Bea [11:06pm]: Is that how queerness works?

Marin [11:06pm]: Listen, was I born gay, or did Julia Stiles in 10 Things I Hate About You make me gay? It’s literally impossible to know.

Marin [11:06pm]: Get some sleep, and don’t stay up until all hours drafting emails you’ll never send to you-know-who, okay?

Bea [11:08pm]: I won’t. I promise.





UNSENT EMAIL FROM THE DRAFT FOLDER OF [email protected]


FROM: Bea Schumacher <[email protected]>

TO: [no recipient specified]

SUBJECT: [no subject]



Dear Ray,

I don’t know what to say to you, but I feel like I have to say something.

I still miss you. So much, not every day anymore, not every minute, not like it was, but when I remember for half a second how good it was, God, I’m just gone. Isn’t that ridiculous? That after all these months and years of you jerking me around, disappearing from my life and dropping back in when it suits you, of doing anything and everything I could think of to put you out of my mind, you still infest my flesh, my blood, like you’re some vital chain binding me together. And I fucking hate you for it, and I fucking hate myself for being party to this absurdity. Because, what, what, am I an idiot? Am I this pathetic that the second a smart, handsome man shows me attention, no matter how bad he is for me, no matter how deeply I know it, I fall for him anyway?

I feel like you’re a pit I can’t climb out of. The clawing and craning skyward to try and find some shred of light is so exhausting, and it’s so much easier to let the ghost of your arms pull me down and down and down. If I let myself remember how you taste, my breath gets hard, my body heaves. If I let myself consider you inside me, I can’t function.

I don’t know how I handed you this power, it makes me so insane that you have it. And I fucking know, I know it’s probably just me and my own shit, that you don’t have a damn thing to do with it.
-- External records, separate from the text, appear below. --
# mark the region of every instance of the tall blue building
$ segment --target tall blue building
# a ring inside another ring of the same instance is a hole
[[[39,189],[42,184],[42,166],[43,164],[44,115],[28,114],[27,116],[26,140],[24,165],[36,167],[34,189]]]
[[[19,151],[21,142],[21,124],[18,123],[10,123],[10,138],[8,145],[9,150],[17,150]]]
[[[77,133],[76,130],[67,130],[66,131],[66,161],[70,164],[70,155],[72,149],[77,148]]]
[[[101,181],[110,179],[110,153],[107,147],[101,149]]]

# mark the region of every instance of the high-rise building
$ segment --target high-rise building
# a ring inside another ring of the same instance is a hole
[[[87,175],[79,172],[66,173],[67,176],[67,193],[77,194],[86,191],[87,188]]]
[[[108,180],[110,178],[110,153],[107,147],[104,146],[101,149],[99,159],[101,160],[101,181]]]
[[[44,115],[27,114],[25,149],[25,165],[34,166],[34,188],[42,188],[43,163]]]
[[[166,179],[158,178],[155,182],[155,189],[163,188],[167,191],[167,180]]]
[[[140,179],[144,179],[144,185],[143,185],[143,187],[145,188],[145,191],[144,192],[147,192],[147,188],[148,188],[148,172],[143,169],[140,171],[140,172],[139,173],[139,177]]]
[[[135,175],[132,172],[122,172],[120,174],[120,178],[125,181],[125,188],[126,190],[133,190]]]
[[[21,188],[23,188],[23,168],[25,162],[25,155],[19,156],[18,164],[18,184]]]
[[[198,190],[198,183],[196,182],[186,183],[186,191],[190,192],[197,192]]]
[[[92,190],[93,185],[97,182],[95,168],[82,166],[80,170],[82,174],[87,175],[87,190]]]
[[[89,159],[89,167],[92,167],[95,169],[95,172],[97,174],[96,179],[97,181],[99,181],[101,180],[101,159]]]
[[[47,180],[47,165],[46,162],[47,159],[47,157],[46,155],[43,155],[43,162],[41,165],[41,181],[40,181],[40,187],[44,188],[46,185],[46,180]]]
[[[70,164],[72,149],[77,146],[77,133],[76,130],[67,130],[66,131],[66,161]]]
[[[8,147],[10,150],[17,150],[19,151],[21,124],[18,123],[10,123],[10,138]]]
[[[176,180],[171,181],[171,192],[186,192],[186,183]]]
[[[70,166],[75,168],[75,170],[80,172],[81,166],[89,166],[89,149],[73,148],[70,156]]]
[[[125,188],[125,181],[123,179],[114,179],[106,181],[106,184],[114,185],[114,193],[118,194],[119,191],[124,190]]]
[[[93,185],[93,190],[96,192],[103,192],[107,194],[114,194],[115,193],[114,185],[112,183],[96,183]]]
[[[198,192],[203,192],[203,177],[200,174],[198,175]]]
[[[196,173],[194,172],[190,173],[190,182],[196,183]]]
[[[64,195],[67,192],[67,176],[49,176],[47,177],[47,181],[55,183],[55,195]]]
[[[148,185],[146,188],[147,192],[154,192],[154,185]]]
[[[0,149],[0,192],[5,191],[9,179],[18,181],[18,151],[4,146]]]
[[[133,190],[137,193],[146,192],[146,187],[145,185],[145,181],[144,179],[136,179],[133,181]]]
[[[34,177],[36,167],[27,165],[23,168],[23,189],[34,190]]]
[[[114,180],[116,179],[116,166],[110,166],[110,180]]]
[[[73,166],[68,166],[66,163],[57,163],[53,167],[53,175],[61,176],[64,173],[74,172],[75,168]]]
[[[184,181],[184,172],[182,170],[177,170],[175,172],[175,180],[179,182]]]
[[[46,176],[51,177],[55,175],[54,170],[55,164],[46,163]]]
You’re just some vessel holding all my sadness, glowing with the nuclear energy of my loneliness. If I try to imagine you letting me go, I don’t feel free. I feel untethered, unbound. Like I’m nothing and nowhere.

But if I imagine you holding me, I crumple. Ray, I’m running out of ways to exist.

This sounds so crazy, I know I sound crazy. I’m not sending you this. I would never send you this. But God, Ray. Don’t you miss me? Not this mess I am now, but the me who was, until recently, your best friend?